2

Im trying to parse a feed in python using feedparser. But all I get is None returned. Im not sure what im missing. Here is my code:

import feedparser

def rss(self):
    rss = 'https://news.google.com/news?q=fashion&output=rss'
    feed = feedparser.parse(rss)
    for key in feed.entries: 
        return key.title

If you think there is a better rss/xml feed parse. Please let me know. (Im new to python)
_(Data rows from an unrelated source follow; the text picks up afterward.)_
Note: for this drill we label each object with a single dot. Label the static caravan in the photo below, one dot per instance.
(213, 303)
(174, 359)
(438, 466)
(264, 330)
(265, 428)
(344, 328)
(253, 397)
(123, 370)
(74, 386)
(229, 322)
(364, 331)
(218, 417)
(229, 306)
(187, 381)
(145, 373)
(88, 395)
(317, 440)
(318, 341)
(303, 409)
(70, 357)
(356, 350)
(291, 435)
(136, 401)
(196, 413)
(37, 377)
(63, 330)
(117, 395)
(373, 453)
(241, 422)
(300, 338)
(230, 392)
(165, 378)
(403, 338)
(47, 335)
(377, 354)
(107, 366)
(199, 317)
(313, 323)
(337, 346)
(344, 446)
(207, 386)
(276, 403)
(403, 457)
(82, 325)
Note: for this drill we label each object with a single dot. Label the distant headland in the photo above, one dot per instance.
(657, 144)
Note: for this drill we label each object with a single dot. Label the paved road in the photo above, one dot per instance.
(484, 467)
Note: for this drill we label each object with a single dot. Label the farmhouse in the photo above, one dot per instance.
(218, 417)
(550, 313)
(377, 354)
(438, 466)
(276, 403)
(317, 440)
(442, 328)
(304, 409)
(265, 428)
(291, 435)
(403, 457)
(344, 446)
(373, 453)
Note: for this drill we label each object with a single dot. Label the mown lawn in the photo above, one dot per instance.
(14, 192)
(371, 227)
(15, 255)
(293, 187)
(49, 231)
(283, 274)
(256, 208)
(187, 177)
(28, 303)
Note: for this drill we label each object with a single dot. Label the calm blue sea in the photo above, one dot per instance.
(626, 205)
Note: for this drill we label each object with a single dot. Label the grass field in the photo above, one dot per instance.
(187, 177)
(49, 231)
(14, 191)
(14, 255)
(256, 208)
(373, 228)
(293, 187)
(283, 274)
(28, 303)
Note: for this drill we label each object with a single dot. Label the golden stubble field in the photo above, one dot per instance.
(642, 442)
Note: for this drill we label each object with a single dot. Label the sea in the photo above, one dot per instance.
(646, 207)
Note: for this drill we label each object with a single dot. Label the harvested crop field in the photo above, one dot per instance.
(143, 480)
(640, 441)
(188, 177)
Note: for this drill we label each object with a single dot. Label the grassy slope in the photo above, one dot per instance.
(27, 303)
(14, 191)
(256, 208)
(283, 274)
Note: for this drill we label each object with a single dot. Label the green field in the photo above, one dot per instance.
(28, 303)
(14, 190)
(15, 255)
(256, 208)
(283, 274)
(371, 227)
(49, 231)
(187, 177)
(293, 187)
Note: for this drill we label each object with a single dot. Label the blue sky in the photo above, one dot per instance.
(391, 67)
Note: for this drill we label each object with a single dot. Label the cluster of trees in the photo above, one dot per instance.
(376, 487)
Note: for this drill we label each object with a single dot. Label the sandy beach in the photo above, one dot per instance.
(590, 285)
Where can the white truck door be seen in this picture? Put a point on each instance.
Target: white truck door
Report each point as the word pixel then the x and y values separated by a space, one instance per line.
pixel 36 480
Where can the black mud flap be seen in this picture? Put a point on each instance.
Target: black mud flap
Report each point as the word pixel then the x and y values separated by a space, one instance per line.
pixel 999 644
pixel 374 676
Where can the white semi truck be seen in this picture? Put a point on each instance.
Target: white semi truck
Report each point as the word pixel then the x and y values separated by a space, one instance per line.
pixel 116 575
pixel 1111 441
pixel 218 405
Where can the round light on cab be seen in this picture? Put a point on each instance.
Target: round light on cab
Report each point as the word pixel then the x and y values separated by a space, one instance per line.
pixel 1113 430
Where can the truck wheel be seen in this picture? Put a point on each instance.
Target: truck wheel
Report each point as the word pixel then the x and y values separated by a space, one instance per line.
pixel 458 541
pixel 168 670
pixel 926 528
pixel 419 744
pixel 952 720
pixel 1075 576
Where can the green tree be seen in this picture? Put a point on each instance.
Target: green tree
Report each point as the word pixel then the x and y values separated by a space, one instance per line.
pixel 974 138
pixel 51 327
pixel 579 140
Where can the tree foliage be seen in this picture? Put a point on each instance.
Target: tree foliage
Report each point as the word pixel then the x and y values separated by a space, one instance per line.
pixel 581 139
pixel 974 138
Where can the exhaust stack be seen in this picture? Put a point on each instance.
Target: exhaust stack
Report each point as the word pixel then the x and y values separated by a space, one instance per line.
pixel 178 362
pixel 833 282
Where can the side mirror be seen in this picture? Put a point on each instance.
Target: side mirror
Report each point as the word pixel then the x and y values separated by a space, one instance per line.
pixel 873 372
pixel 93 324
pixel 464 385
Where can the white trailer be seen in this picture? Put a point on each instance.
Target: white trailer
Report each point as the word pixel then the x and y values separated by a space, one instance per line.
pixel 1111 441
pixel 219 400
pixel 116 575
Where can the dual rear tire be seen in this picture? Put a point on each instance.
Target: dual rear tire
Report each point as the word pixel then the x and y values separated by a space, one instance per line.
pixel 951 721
print(key) displays none and print(len(feed.entries)) also displays none

print(feed)
{'feed': {}, 'entries': [], 'bozo': 1, 'bozo_exception': URLError(SSLError(1, '[SSL: CERTIFICATE_VERIFY_FAILED] certificate verify failed (_ssl.c:749)'),)}

print(feedparser)
<module 'feedparser' from '/Users/User_name/python-projects/my_env/lib/python3.6/site-packages/feedparser.py'>
kevinabraham
  • 1,378
  • 4
  • 28
  • 55

2 Answers2

1

Try the following basic code, which works fine for me and gave me 10 items in the feed when I ran it.

  1. Install feedparser from pip
pip install feedparser
  1. Usage
import urllib2
import feedparser

url = "https://news.google.com/news?q=fashion&output=rss"
response = urllib2.urlopen(url).read()

print response

d = feedparser.parse(response)
print len(d.entries)
for item in d.entries:
    print "------"
    print item.title
    if 'subtitle' in item:
        print item.subtitle
    print item.link
    print item.description
    print item.published
    print item.id
    print item.updated
    if 'content' in item:
        print item.content

Or, paste the FULL code you're running, and I'll take a look.

Gedeon Mutshipayi
  • 2,871
  • 3
  • 21
  • 42
AS Mackay
  • 2,831
  • 9
  • 19
  • 25
  • @kevinabraham I think that means you're simply unable to read data from the feed, it's not a Python coding issue. Do you see data if you try that URL direct from a web browser? – AS Mackay Jul 10 '17 at 10:54
  • Yes I can. When I go directly in the link it shows text `NFE/1.0fashion - Google News`...... – kevinabraham Jul 10 '17 at 10:57
1

Figured out the issue was actually with the SSL handshake fixed it by adding ssl._create_default_https_context = ssl._create_unverified_context.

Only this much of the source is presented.